Large language models (LLMs) have made a significant impact on the fields of general artificial intelligence. General purpose LLMs exhibit strong logic and reasoning skills and general world knowledge but can sometimes generate misleading results when prompted on specific subject areas. LLMs trained with domain-specific knowledge can reduce the generation of misleading information (i.e. hallucinations) and enhance the precision of LLMs in specialized contexts. Training new LLMs on specific corpora however can be resource intensive. Here we explored the use of a retrieval-augmented generation (RAG) model which we tested on literature specific to a biomedical research area. OpenAI's GPT-3.5, GPT-4, Microsoft's Prometheus, and a custom RAG model were used to answer 19 questions pertaining to diffuse large B-cell lymphoma (DLBCL) disease biology and treatment. Eight independent reviewers assessed LLM responses based on accuracy, relevance, and readability, rating responses on a 3-point scale for each category. These scores were then used to compare LLM performance. The performance of the LLMs varied across scoring categories. On accuracy and relevance, the RAG model outperformed other models with higher scores on average and the most top scores across questions. GPT-4 was more comparable to the RAG model on relevance versus accuracy. By the same measures, GPT-4 and GPT-3.5 had the highest scores for readability of answers when compared to the other LLMs. GPT-4 and 3.5 also had more answers with hallucinations than the other LLMs, due to non-existent references and inaccurate responses to clinical questions. Our findings suggest that an oncology research-focused RAG model may outperform general-purpose LLMs in accuracy and relevance when answering subject-related questions. This framework can be tailored to Q&A in other subject areas. Further research will help understand the impact of LLM architectures, RAG methodologies, and prompting techniques in answering questions across different subject areas.
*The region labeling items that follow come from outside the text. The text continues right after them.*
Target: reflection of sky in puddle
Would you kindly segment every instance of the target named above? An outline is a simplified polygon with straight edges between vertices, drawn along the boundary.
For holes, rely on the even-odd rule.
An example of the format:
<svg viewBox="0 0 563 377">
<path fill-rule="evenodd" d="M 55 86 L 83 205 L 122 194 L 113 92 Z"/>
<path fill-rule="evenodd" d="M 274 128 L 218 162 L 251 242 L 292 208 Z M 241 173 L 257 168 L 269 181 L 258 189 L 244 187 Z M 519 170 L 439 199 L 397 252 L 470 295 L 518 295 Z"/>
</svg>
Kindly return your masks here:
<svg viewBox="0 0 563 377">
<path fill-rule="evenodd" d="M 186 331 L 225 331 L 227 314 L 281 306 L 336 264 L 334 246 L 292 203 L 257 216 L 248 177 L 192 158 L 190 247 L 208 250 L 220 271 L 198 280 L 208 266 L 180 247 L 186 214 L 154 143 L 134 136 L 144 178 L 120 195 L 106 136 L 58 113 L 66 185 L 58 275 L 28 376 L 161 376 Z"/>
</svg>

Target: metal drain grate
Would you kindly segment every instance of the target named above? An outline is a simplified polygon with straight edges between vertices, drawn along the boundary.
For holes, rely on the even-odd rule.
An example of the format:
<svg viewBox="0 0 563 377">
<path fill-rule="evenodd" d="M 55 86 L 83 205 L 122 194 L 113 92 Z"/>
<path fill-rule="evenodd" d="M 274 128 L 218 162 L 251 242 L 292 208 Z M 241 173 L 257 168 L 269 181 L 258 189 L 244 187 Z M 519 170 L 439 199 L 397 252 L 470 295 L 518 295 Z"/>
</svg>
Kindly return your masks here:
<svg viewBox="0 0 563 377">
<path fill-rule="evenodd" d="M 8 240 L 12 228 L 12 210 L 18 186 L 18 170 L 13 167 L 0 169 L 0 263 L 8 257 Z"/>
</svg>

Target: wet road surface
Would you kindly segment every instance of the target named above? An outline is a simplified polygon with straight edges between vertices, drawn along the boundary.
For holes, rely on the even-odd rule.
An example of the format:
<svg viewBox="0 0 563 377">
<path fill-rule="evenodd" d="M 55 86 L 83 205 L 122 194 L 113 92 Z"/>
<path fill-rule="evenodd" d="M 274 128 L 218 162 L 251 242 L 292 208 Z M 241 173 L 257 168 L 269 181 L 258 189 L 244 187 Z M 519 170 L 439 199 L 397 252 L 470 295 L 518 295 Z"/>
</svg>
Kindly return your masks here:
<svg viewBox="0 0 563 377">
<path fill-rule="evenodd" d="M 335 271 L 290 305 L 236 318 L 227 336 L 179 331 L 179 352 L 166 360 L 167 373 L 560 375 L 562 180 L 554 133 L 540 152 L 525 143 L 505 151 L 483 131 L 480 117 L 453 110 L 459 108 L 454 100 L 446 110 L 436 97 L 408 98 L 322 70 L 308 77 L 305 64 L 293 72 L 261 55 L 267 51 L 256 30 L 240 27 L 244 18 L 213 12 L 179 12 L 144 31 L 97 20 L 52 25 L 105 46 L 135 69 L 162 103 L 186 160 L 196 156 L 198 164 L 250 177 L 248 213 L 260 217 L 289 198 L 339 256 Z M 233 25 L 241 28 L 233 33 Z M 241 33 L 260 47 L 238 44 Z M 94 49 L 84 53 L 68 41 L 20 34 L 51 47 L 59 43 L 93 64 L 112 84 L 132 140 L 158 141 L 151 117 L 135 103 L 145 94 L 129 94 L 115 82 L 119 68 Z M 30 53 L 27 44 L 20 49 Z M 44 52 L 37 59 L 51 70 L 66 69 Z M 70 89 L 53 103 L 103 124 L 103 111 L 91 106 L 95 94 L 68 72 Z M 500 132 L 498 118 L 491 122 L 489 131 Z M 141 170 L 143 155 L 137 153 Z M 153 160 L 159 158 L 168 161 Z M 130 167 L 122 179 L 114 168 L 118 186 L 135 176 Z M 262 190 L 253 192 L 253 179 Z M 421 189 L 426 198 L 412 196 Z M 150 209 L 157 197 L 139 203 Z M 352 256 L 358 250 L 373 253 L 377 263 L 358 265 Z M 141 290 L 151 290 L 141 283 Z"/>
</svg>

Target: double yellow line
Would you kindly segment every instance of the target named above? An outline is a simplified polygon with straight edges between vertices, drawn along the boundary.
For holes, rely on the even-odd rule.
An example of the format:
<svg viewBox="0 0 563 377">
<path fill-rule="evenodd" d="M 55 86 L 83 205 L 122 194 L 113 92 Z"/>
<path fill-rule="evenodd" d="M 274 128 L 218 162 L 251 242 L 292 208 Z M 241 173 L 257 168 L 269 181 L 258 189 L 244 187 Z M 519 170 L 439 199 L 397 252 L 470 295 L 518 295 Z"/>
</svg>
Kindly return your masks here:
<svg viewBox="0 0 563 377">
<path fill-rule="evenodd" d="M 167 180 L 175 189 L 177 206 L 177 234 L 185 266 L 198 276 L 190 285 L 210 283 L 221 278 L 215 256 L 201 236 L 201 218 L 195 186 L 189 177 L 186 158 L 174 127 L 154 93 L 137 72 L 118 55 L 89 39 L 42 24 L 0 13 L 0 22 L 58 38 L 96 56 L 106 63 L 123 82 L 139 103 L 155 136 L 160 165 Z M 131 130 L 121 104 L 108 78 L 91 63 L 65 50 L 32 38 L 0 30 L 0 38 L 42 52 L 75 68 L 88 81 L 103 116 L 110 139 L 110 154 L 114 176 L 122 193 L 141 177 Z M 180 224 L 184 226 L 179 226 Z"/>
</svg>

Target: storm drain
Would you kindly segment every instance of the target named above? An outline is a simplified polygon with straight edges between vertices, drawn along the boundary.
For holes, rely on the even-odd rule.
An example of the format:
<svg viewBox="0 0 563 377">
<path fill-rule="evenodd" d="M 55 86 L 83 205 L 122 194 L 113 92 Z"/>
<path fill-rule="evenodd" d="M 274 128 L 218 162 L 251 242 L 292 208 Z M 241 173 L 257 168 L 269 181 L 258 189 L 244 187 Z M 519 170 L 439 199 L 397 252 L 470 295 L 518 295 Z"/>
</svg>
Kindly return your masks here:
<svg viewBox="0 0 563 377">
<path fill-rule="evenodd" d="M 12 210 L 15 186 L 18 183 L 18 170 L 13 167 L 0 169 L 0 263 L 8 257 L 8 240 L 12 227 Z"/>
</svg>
大型语言模型(LLMs)对通用人工智能领域产生了重大影响。通用型LLMs展现出强大的逻辑和推理能力以及一般的世界知识,但在针对特定主题领域进行提示时,有时会产生误导性结果。使用特定领域知识训练的LLMs可以减少误导性信息(即幻觉)的产生,并提高LLMs在特定情境下的精度。然而,在特定语料库上训练新的LLMs可能会消耗大量资源。在此,我们探索了使用检索增强生成(RAG)模型,并在生物医学研究领域的特定文献上进行了测试。使用OpenAI的GPT-3.5、GPT-4、微软的Prometheus以及一个定制的RAG模型来回答19个与弥漫性大B细胞淋巴瘤(DLBCL)疾病生物学和治疗相关的问题。八位独立评审员根据准确性、相关性和可读性对LLM的回答进行评估,在每个类别上以三分制对回答进行评分。然后使用这些分数来比较LLM的性能。LLMs的性能在不同评分类别中有所不同。在准确性和相关性方面,RAG模型表现优于其他模型,平均得分更高,且在所有问题中获得最高分的数量最多。在相关性与准确性方面,GPT-4与RAG模型更为可比。通过相同的衡量标准,与其他LLMs相比,GPT-4和GPT-3.5在答案可读性方面得分最高。由于不存在的参考文献以及对临床问题的不准确回答,GPT-4和3.5产生幻觉的答案也比其他LLMs更多。我们的研究结果表明,在回答与主题相关的问题时,专注于肿瘤学研究的RAG模型在准确性和相关性方面可能优于通用型LLMs。该框架可针对其他主题领域的问答进行定制。进一步的研究将有助于理解LLM架构、RAG方法和提示技术在回答不同主题领域问题时的影响。